The bond market is likely to ignore this week’s economic data but there is PLENTY of action going on the other fronts.
The three areas that have the greatest ability to impact backend pricing are: (1) Stimulation Nation, (2) Central Bank Palooza and (3) Geopolitical.
(1) Stimulation Nation: The ebb and flow of talking points and discussions will continue to influence bond yields, just as it did last week. For now, it appears both sides are willing to push through a $908B package that is also bundled with a new “kick the can” spending bill that would keep the U.S. government from a shutdown.
(2) Central Bank Palooza: The Bank of Canada and the European Central Bank will issue key interest rate decisions and policy statements. The most focus will be on the ECB and any further discussion of their bond purchase program.

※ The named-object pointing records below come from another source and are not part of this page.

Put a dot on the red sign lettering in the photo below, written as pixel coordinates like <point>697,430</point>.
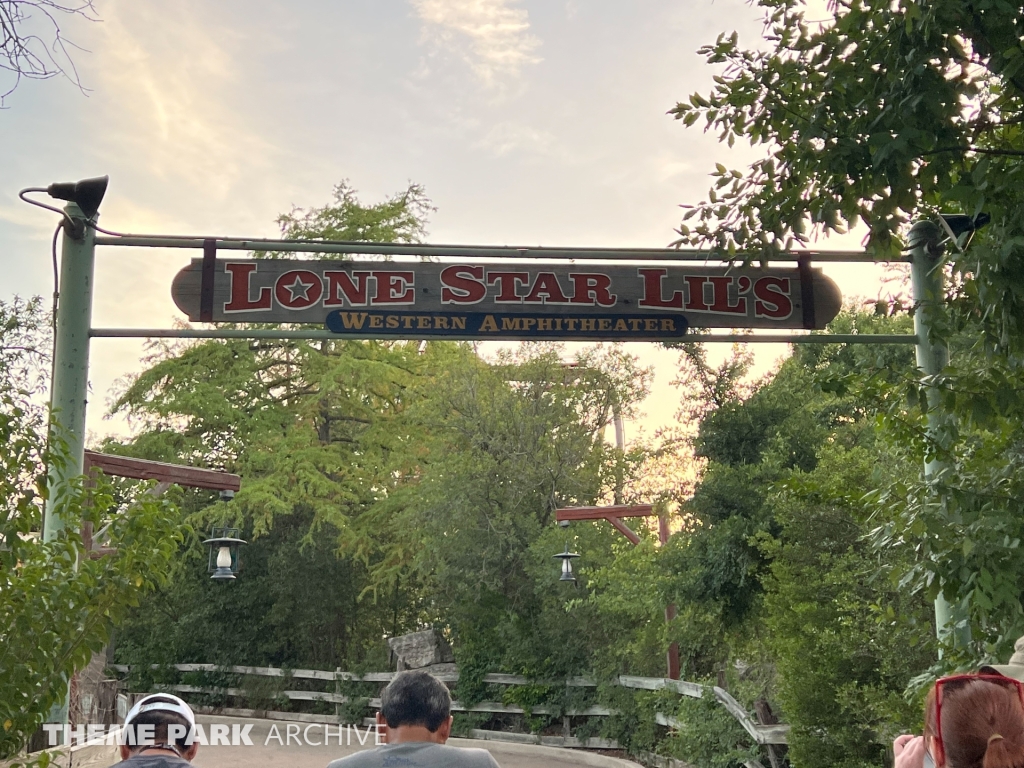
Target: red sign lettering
<point>772,296</point>
<point>241,276</point>
<point>463,285</point>
<point>652,293</point>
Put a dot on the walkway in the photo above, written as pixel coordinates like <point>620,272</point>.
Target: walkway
<point>271,749</point>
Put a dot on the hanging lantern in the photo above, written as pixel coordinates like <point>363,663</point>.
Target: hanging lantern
<point>223,544</point>
<point>566,558</point>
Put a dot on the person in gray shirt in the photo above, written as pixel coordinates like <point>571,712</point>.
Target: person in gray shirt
<point>416,720</point>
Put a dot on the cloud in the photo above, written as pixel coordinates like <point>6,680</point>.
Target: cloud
<point>167,85</point>
<point>491,36</point>
<point>506,137</point>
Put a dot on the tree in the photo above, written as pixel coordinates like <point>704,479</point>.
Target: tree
<point>420,475</point>
<point>781,598</point>
<point>56,604</point>
<point>873,115</point>
<point>32,44</point>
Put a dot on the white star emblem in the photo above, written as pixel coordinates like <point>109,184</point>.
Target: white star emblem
<point>299,290</point>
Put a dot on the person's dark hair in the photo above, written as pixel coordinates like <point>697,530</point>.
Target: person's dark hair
<point>416,698</point>
<point>161,735</point>
<point>982,725</point>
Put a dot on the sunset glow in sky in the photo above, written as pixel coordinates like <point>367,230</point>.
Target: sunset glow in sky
<point>532,122</point>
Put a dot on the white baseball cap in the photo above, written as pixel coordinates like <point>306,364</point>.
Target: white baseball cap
<point>162,702</point>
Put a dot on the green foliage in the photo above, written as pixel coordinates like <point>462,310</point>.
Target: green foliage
<point>57,606</point>
<point>878,113</point>
<point>387,486</point>
<point>711,737</point>
<point>799,611</point>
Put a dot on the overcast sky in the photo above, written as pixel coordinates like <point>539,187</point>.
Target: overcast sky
<point>531,122</point>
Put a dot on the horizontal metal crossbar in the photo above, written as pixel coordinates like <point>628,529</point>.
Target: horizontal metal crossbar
<point>486,252</point>
<point>311,334</point>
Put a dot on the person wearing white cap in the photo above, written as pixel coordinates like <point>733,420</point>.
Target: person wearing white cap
<point>162,729</point>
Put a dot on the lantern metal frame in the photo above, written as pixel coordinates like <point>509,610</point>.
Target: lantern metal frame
<point>566,558</point>
<point>221,539</point>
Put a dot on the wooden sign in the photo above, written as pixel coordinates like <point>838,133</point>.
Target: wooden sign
<point>504,301</point>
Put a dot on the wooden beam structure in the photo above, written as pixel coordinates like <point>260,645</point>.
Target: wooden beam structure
<point>142,469</point>
<point>601,513</point>
<point>613,514</point>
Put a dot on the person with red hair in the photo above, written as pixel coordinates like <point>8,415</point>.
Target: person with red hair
<point>971,721</point>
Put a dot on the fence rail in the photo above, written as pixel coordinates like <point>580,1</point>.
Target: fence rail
<point>762,734</point>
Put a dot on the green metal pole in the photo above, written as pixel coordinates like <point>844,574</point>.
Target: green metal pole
<point>933,356</point>
<point>71,359</point>
<point>69,390</point>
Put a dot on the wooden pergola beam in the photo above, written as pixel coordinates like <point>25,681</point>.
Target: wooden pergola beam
<point>142,469</point>
<point>603,513</point>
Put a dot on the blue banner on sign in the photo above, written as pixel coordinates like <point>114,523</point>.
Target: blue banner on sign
<point>375,324</point>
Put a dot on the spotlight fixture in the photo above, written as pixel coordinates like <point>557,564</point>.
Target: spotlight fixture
<point>87,194</point>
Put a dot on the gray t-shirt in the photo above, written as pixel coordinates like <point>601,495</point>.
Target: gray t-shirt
<point>417,755</point>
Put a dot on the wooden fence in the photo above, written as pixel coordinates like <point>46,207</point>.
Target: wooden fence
<point>762,734</point>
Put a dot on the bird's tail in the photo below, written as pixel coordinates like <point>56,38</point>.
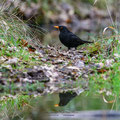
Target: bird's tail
<point>87,41</point>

(3) Geopolitical: Front and center is Brexit. Yes…it’s still out there. There has been a barrage of news over the weekend as the deadline for a Brexit trade deal (AKA a “soft” Brexit) quickly approaches with British PM Johnson vowing NOT to further extend the deadline past December 31, and both parties threatening to pull out of negotiations. If that came to pass then it would be considered a “hard” Brexit and spell a major economic upheaval for the entire European region.
Here is this week’s Treasury auction schedule.
12/08: 3 year note
12/09: 10 year note
12/10: 30 year bond (most important of the week)
Consumer Credit Change: The October reading was weaker than expected, $7.23B vs. estimates of $16.0B.
On Deck for Tomorrow: Non farm Productivity and Unit Labor Costs, 3 year Treasury note auction.